Soul_Golem said:
The definition of infallibility is: do it because I said so. Successful Christians need no such authority, because their authority comes from God. There is also a different from the Word and infallibility. The Word, as stated in the Bible, is equal to God. The notion that a man can be infallible is no different than making that claim of equality to the Word. Not everything the men who put together the Bible was straight out of the mouth of God. Yet, the Bible makes the distinction between what it teaches and what the Word says. That is what the entire religious conflict stems from. Just read your Bible, it is full of doubt that comes from righteous men called to serve God. Moses himself doubted what God would want to do with him, but after doing what he was told by God he did not pursue infallibility.
Throughout the Bible, we have men who said "Thus saith the Lord" - Moses, Isaiah, Jeremiah, Paul, etc. In essense they were say "Do as I told to do", because they we speaking the word of God, that it, God was speaking through them. They had the gift of prophecy, which is more than foretelling, it was forthtelling. Nowhere in the Bible does it say that God's revelation through humans would cease after the first century. The pope is the continuation of God revealing us His will to us.

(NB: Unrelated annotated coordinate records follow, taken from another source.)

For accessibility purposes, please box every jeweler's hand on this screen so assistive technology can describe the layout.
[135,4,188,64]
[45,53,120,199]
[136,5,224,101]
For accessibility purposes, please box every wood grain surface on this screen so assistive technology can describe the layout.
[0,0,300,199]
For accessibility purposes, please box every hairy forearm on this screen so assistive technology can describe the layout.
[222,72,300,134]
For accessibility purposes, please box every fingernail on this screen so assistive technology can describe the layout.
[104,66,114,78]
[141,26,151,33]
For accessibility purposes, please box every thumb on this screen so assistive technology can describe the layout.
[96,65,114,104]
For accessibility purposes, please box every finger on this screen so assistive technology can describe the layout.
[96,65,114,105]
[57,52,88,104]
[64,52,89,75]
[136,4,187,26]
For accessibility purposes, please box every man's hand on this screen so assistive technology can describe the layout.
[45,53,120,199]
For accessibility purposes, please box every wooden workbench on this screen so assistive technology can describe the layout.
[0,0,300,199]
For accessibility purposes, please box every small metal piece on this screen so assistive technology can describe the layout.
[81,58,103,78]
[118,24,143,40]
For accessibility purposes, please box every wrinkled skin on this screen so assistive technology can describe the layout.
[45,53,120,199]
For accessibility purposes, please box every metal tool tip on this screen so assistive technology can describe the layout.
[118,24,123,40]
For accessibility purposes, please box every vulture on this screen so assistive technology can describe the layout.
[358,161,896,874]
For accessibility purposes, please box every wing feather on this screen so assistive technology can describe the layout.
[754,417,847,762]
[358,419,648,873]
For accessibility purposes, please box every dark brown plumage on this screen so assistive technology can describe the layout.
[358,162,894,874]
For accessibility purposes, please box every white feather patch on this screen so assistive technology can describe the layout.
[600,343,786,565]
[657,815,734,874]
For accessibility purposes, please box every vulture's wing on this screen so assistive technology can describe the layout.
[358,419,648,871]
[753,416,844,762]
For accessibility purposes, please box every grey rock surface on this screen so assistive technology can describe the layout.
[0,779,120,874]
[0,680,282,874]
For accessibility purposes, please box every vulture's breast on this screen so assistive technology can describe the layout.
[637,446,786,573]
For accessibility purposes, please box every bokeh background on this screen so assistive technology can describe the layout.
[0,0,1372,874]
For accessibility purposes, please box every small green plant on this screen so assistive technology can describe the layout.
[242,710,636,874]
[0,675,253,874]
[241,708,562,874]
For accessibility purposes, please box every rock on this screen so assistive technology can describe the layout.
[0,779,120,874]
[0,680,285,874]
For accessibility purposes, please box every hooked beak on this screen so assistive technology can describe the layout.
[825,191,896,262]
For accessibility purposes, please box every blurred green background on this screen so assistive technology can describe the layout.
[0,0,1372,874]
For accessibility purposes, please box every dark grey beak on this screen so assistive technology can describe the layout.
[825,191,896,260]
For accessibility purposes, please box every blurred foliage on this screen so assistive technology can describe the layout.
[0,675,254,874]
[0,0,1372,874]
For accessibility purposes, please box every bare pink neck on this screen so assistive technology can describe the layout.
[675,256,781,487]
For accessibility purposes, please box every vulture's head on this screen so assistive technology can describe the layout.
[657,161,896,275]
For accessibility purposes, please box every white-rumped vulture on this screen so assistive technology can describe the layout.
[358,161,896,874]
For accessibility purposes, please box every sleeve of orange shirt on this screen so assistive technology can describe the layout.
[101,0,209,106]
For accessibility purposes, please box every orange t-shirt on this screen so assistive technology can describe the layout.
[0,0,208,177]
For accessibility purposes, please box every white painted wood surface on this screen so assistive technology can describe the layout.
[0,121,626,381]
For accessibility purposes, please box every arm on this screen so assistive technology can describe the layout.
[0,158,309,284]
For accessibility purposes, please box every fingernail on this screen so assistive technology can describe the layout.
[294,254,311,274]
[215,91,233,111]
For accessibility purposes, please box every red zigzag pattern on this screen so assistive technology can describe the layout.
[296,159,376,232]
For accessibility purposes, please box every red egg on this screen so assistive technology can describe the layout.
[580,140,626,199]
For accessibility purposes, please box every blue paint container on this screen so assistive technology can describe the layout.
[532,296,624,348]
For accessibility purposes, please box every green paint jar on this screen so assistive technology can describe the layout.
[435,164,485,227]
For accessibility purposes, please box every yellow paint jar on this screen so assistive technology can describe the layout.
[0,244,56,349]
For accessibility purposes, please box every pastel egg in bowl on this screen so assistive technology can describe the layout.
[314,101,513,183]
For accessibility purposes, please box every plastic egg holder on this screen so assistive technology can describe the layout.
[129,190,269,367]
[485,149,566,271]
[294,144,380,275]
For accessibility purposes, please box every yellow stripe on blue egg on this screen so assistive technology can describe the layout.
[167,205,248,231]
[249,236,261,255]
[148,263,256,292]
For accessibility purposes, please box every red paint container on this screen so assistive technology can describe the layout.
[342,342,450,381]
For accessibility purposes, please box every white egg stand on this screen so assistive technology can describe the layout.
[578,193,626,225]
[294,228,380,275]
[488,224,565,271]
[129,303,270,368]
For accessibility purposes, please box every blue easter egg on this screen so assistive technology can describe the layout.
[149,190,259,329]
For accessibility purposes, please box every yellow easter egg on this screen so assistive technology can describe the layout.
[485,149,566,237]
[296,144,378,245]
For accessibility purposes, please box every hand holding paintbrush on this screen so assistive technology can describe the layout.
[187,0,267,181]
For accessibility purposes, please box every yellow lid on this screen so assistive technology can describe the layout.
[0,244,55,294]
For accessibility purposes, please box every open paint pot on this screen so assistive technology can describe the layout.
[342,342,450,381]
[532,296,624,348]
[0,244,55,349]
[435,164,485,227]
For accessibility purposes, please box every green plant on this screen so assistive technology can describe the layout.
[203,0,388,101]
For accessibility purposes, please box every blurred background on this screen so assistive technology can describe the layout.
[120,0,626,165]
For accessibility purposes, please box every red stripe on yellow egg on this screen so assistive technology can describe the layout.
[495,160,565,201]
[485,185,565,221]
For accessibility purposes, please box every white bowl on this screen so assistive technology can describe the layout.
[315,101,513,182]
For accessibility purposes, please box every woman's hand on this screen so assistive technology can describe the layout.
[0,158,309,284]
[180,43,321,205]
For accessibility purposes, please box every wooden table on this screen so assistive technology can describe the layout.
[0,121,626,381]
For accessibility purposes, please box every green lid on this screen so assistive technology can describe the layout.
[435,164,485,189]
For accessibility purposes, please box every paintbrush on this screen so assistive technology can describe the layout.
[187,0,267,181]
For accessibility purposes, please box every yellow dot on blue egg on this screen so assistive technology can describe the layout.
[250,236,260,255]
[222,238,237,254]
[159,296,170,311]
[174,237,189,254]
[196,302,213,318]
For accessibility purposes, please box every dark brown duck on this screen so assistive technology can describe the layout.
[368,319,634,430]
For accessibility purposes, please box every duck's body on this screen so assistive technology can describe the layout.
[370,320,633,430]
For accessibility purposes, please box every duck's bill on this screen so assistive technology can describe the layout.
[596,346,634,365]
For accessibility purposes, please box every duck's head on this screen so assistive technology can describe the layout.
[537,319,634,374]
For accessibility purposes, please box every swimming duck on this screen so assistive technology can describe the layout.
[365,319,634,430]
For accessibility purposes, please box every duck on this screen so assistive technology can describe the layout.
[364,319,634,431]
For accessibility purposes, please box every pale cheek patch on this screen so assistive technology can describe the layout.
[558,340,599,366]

If God has not continued to reveal His will to us, the following items has not been revealed to us because the Bible is silent on these issues?
1. Bible never says anything against polygamy. In fact, Moses, David, and Solomon had more than one wife. The closest thing is Paul say an elder must have only one wife. but there is no command in the entire Bible against poygamy. Protesatants are hold on to something that was decreed by the Catholic Church and is not in the Bible.
2. The Bible itself does not provide a list of what should be in the Bible. After several councils it was decreed by the pope 405 AD. They Holy Spirit guided those Councils and the Pope to five us the Bible as we have it now. For instance, these Councils went through over 20 gospels and determined that only four (Matthew Mark, Luke and John) were from God. They rejected others such as the Gospel of Peter, the Gospel of Thomas, the Gospel of Mary Magdalene, etc. This is why the Bible today does not have these latter so-called gospels in it. As a Catholic, I have complete trust in the process of canonization that went on in the fourth century. I believe that the Holy Spirit guided the whole process. But I do not see how Protestants can. If Protestantism was consistent, Protestants should reject the canonization of scripture and start from scratch. Christian bookstores would not sell Bibles, but instead, Matthew, Mark, Romans, Galations, Revelation, etc. as individual books, along with the Gospel of Peter, Gospel of May Magdalene. It would be left up to each individual Christian what is part of canon and what is not. The what be no church telling us what we should accept as being in the Bible.
3. If we were to going only on what the Bible says, we would be worshipping God on Saturday. There is no explicit command in the Bible to worship God on Sunday.
4. There is no explicit command against human cloning in the Bible. So if we limit ourselves to what the Bible says, we cannot say human cloning is wrong.